This past summer, I was visiting the New York Botanical Gardens when serendipity struck: this beautiful little creature alighted on a stone railing around the edge of a pool, staying just long enough for me to snap this shot:
I think, though I’m not an expert, that this is a blue dasher, Pachydiplax longipennis.
I don’t usually like close-up photos of insects – they have an eerie, alien feel that I find disturbing. (I admit it, I’m a mammal chauvinist.) But this one is one of the rare exceptions. Looking at it again, it’s hard for me not to feel admiration for this sleek, graceful creature.
With its iridescent blue scales, its impossibly frail and transparent wings, its delicate jointed legs, it scarcely seems to belong to nature at all. It looks almost like a device, a tiny whirring clockwork machine made by some detail-obsessed jeweler – except, of course, that we humans haven’t yet learned to make machines of such fine and precise workmanship, nor any that pack so many marvelous capabilities into such a small package.
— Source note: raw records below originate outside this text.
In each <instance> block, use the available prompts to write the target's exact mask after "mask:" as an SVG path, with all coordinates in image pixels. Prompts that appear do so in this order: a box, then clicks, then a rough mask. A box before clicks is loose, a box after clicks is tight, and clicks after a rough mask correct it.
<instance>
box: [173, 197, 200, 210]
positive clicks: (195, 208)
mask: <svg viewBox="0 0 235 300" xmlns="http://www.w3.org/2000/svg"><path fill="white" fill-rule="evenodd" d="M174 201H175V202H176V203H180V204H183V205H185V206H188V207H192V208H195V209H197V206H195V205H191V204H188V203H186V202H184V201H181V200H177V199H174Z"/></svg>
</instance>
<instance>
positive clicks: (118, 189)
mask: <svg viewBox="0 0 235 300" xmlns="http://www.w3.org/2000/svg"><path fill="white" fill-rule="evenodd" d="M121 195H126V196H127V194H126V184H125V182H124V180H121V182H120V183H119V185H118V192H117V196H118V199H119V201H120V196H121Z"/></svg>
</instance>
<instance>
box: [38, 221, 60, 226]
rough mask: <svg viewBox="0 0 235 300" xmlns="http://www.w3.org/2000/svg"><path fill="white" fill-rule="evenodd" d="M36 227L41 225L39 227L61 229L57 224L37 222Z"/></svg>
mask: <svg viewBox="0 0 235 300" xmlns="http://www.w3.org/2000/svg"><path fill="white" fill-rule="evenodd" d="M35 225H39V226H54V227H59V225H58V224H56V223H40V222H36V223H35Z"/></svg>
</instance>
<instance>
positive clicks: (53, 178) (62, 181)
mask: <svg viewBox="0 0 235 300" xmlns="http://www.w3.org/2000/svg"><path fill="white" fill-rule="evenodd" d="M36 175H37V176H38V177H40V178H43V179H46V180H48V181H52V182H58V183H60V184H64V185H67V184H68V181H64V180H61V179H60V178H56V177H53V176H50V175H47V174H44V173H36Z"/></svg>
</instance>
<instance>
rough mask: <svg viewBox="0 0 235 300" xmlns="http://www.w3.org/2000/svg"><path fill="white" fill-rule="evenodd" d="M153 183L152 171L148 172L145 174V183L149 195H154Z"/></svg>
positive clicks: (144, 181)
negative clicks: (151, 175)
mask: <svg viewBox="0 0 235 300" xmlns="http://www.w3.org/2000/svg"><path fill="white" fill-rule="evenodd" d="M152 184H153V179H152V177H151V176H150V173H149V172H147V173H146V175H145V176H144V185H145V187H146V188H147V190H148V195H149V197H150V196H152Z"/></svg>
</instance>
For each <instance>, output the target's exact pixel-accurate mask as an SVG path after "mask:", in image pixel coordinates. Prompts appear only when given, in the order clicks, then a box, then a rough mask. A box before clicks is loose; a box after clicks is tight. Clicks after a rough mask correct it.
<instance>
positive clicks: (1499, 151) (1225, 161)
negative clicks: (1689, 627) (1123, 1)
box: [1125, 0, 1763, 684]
So much of its head is taken up by those huge, gorgeous compound eyes, it seems it has scarcely any room for a brain to process the information they take in. Yet dragonflies have keen eyesight, and are blurringly fast and acrobatic fliers – and imagine how well-tuned their organs of balance must be, to control their pitch, roll and yaw in three-dimensional space at such speeds, a task that would overwhelm a human vestibular system. And though they seem so clumsy, so fragile – adult dragonflies can only fly, not walk, and their wings can’t be folded in like a beetle’s but must be held out at all times – on their own small scale, they are fearsome and effective predators. And of course, like all living things, dragonflies have one more astounding ability that human-designed devices can’t match: they can make copies of themselves from the raw materials of their environment!
All in all, despite all our brains, we humans can’t create anything nearly as clever, as intricate, as adaptable, or as beautiful as a dragonfly. But we shouldn’t feel too bad: when it comes to forging machines, we’ve had barely a few hundred years of practice. Evolution has had hundreds of millions of years to refine its designs, to hone and sharpen them against the ruthless grindstone of natural selection. With that much of a head start, and with all the resources of a planet to use for trial and error, it’s no wonder that even this blind algorithm produces results of a beauty and craftsmanship we can’t match.
And yet, the stunning truth is that we ourselves are products of the same evolutionary process. Look at your hands, your arms, and imagine tens of millions of years of natural selection pushing and tugging on them like a sculptor kneading clay, slowly molding flesh and bone into new shapes. Imagine the skeins of DNA coiled in your cells, woven out of evolution like a tapestry from a loom. Imagine the unbroken chain of your ancestors stretching back into the misty recesses of time, each one only subtly different from the last – but even subtle changes add up, until you reach a point, untold millions of generations ago, where the ancestral lines of human and dragonfly merge into the same track.
This knowledge should fill us with awe. The fact of universal common descent via evolution means that I and this glittering blue dragonfly, no matter how distant the links, are related. When I snapped that picture, it was a family reunion, of sorts – and the admiration I felt for its intricacy and beauty is the same kind of admiration I’d feel for any talented relative whose glory reflects, even if only a little, on his siblings and cousins.
The human species is like a hiker who, having scaled a long and arduous path, can finally stop at a vantage point and look back on the journey he’s taken. Looking out across the landscape, we can see our fellow travelers, each one taking a different course from all the rest, all of them spreading out from a single point of origin in the far distance. Why should we not feel a sense of kinship for all the other beings who are traversing life’s winding, contingent paths along with us? And why should we not marvel all the more that our astonishing existence is not the result of deliberate planning, but of a glorious, messy, freewheeling cauldron of chance?